Wagner remplacé par Africa Corps
C'est dans ce contexte que le groupe Wagner a officialisé vendredi dernier son départ du Mali où il était présent depuis trois ans et demi, depuis décembre 2021. Mais la Russie ne quitte pas le pays : Wagner passe le témoin au « Corps africain » créé par le ministère russe de la Défense. Cette transition se dessinait progressivement depuis la mort, en août 2023, du patron de Wagner, Evgueni Prigojine, et la reprise de ses activités par Moscou. Elle est désormais achevée et officialisée dans des conditions toujours très opaques. Bamako n'a jamais reconnu la présence de Wagner et les nouvelles clauses de l'engagement russe au Mali ne sont pas davantage publiques. Il y a eu entre 1 000 et 2 500 mercenaires de Wagner au Mali, selon les périodes.

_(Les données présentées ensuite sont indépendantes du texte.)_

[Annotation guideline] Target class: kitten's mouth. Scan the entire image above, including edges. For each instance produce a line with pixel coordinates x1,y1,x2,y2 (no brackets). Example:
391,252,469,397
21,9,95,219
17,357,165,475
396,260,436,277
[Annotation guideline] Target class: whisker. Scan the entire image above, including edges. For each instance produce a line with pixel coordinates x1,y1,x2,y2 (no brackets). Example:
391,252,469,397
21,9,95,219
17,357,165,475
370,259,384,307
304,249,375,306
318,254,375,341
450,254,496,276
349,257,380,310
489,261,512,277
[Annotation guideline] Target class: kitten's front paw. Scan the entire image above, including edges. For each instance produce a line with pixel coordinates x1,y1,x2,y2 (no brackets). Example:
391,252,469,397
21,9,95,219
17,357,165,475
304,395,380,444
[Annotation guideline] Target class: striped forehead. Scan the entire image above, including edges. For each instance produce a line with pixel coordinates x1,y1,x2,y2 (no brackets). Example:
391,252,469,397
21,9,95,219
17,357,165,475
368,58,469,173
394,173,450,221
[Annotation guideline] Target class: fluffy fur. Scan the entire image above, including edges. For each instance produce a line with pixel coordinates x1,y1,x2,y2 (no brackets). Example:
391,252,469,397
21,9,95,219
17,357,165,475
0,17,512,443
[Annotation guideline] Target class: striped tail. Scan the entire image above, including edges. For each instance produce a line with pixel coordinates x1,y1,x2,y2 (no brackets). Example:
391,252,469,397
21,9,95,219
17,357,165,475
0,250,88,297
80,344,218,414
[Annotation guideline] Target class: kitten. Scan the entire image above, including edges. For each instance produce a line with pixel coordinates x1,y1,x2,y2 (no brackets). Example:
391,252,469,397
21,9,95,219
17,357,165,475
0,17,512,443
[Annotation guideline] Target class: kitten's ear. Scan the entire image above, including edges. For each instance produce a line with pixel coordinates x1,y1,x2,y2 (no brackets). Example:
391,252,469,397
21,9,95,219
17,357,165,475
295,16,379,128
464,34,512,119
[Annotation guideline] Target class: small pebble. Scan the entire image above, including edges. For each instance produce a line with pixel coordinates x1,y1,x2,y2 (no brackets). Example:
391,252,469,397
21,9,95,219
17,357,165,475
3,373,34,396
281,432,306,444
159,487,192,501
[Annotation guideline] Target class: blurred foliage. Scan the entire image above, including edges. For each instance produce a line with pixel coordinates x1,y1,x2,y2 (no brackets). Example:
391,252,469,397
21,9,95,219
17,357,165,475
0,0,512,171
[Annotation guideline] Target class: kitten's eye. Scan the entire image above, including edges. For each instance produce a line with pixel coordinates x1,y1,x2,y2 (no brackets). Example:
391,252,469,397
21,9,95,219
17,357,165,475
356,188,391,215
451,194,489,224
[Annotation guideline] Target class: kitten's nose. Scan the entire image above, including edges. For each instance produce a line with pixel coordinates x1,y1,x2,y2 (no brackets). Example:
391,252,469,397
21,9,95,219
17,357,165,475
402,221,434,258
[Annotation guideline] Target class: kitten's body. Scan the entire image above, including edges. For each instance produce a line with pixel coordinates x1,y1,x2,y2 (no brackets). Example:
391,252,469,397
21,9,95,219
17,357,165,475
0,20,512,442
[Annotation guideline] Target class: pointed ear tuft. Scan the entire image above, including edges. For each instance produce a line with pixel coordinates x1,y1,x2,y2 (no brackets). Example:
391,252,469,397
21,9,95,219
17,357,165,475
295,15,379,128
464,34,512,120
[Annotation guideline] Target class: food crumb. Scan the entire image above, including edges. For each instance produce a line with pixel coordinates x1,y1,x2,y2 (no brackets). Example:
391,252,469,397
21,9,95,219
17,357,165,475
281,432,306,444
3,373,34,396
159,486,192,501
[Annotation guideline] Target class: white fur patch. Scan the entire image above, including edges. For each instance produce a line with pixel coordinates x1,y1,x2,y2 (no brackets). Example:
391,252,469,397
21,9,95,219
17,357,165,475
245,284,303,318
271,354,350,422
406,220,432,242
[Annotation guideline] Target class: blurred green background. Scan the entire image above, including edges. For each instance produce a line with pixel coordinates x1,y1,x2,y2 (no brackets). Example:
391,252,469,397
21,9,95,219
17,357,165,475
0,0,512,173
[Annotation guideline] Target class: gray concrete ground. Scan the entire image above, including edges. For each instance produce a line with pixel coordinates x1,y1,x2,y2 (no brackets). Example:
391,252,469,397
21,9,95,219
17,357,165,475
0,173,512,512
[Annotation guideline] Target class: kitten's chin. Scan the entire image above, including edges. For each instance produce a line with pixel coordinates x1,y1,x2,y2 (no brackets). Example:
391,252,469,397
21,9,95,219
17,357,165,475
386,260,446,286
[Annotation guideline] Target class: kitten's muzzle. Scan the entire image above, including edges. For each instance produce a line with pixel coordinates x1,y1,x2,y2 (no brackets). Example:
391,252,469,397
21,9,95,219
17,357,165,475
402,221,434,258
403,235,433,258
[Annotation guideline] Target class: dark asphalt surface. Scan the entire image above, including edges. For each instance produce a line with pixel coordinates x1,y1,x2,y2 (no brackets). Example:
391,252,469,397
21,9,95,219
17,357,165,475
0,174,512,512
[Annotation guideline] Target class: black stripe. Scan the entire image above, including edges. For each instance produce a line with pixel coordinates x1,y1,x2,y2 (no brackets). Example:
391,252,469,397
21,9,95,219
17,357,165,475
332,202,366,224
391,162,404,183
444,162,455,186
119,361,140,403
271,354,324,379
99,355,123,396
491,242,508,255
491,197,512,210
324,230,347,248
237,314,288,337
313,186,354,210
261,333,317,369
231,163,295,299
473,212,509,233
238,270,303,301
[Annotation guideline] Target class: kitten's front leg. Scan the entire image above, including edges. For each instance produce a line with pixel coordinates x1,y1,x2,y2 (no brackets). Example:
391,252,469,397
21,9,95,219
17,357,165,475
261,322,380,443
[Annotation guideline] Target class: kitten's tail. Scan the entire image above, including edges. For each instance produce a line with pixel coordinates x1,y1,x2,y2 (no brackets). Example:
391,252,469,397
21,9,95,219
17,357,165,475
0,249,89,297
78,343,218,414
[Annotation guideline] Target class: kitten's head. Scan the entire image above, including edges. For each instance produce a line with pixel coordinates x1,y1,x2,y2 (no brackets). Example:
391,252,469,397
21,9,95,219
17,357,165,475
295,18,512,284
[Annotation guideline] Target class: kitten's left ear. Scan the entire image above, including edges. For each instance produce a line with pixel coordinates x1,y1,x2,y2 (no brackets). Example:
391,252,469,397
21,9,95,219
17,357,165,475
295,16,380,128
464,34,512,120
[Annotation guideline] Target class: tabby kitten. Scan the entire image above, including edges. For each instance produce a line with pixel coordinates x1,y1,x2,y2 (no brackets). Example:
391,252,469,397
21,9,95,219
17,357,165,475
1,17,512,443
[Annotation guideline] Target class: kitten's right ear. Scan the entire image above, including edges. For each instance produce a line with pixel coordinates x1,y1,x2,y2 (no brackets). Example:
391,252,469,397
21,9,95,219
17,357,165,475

Les combattants du « Corps africain » seront-ils aussi nombreux ? Y aura-t-il des différences d'équipement, voire de mission ?
 
Wagner était présent sur le terrain et combattait avec les soldats maliens. L'expertise de Wagner en matière de drones notamment leur avait permis de conquérir Kidal, fief des rebelles indépendantistes, en novembre 2023. C'est la seule véritable et incontestable victoire de l'armée et de Wagner ces dernières années avec quelques chefs jihadistes locaux éliminés, ce qui n'a clairement pas empêché les groupes jihadistes d'étendre leur domination dans le centre et jusque dans le sud du Mali. Sans parler des centaines de civils tués dans le cadre de cette « guerre antiterroriste ». La manière d'opérer du partenaire russe va-t-elle évoluer ?
 
Sur sa chaîne Telegram, le Corps africain a assuré qu'il n'y aurait « aucun changement » : « la Russie ne perd pas de terrain mais continue au contraire de soutenir Bamako à un niveau plus fondamental ». Il faut préciser que de très nombreux mercenaires de Wagner, y compris des chefs, sont recyclés au sein d'« Africa Corps ».
 
Réactions du Jnim et du Front de libération de l’Azawad
Les jihadistes du Jnim, liés à al-Qaïda, ont réagi officiellement au départ de Wagner. Sans entrer dans le détail de leur propagande, on peut simplement rapporter que le Jnim appelle la Russie à « tirer les leçons du passé comme en Afghanistan », en référence aux civils tués, source d'impopularité, et annonce « le début de la victoire. »
 
Les rebelles indépendantistes du FLA (signataires de l'accord de paix de 2015, rompu par le régime en place) rappellent eux aussi les « violations des droits humains » et le « mépris des populations locales » de Wagner. Le FLA estime que son remplacement par l'« Africa corps » n'est qu'un « changement de façade : la substitution d'un bras armé terroriste par un autre » et s'attend à une « continuité brutale ».
 
Plus que jamais donc, la guerre continue. Apparemment comme avant.